Wikipedia, even the CIA and the Vatican "retouch" uncomfortable entries
The site "Scanner" monitors changes to the online encyclopedia's entries
US agencies mock the Iranian leader, the Church rewrites the history of Sinn Fein
The CIA and the Vatican "retouch" uncomfortable entries in Wikipedia, the open-source online encyclopedia. Since anyone can contribute to its writing, many can take advantage by changing entries at their will. The website Wikipedia Scanner, used to monitor changes made by users to the over six million entries, discovered the interventions that are far from aligned with the spirit of Wikipedia.
By "X-raying" the encyclopedia entries, the site found two interventions that made it to the blacklist of manipulations. Using the CIA's computer network, sarcastic comments were added to the entry dedicated to Iranian President Mahmoud Ahmadinejad. The exclamation "Wahhhhh!"—certainly not very presidential—was added before a passage from the Iranian leader's election campaign, who has very tense relations with the Bush administration and Israel.

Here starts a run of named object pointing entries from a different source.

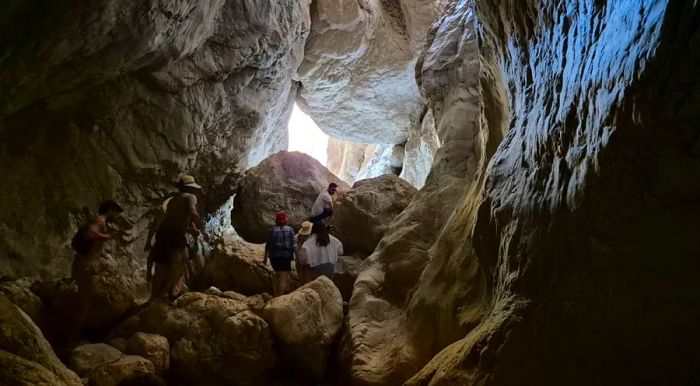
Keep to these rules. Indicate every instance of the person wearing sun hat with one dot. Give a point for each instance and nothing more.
(170, 252)
(280, 249)
(302, 262)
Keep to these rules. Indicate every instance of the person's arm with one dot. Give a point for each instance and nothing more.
(155, 224)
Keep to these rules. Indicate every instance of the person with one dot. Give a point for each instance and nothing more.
(170, 251)
(322, 208)
(322, 251)
(280, 249)
(301, 259)
(88, 244)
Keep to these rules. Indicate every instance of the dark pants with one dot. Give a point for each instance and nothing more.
(327, 212)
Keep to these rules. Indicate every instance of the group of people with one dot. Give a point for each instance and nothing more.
(177, 226)
(315, 249)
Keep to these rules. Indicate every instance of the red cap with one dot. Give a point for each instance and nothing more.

From a computer in the Vatican, someone made embarrassing references for the curia disappear from the entry of Gerry Adams, leader of the Northern Irish Catholic party Sinn Fein, which is the political arm of the IRA in Northern Ireland. The BBC reports that references to newspaper articles published last year, which detailed the discovery of the politician's fingerprints on a car used in a double murder in 1971, have vanished.
The encyclopedia scanner allows tracking the IP, the computer identifier of every computer accessing the network, of those who modified or added entries. "Of course, we can't know who's actually at the keyboard," clarified Virgil Griffith, a researcher at the California Institute of Technology who created it. However, this "digital sleuth" has allowed for the creation of a sort of blacklist of manipulators: from governments (USA and Portugal) to multinational companies like Microsoft, from international organizations (UN, Amnesty International) to major media groups (BBC, New York Times, Reuters).
One of the most targeted entries for "retouching" is the one regarding US President George Bush. From a BBC computer, someone added "mass murderer" to his biography, while another user changed the White House occupant's second name from Walker to wanker, which means "someone who engages in autoeroticism," put a bit less elegantly.
Still from a BBC PC, the entry about former British Prime Minister Tony Blair was supplemented with descriptors like "drunk" and "sex fiend." From a United Nations computer, the entry about Oriana Fallaci was modified: "racist" was added to the biography of the controversial Florentine writer.
THE VATICAN'S RESPONSE - The accusations that the Holy See manipulated a Wikipedia "entry" are "devoid of any seriousness and logic," claims Vatican spokesman Father Federico Lombardi. "It's absurd," Lombardi explains, "to even imagine that such an initiative could have been considered: there are more than a thousand people in the Vatican who have access to computers, and even more visitors to the Museums, the Library, and the Apostolic Archive who can also browse the internet from a workstation. It is obviously possible that someone—concludes Father Lombardi—, as a private individual, could have accessed Wikipedia from a Vatican PC, but the Holy See has nothing to do with it."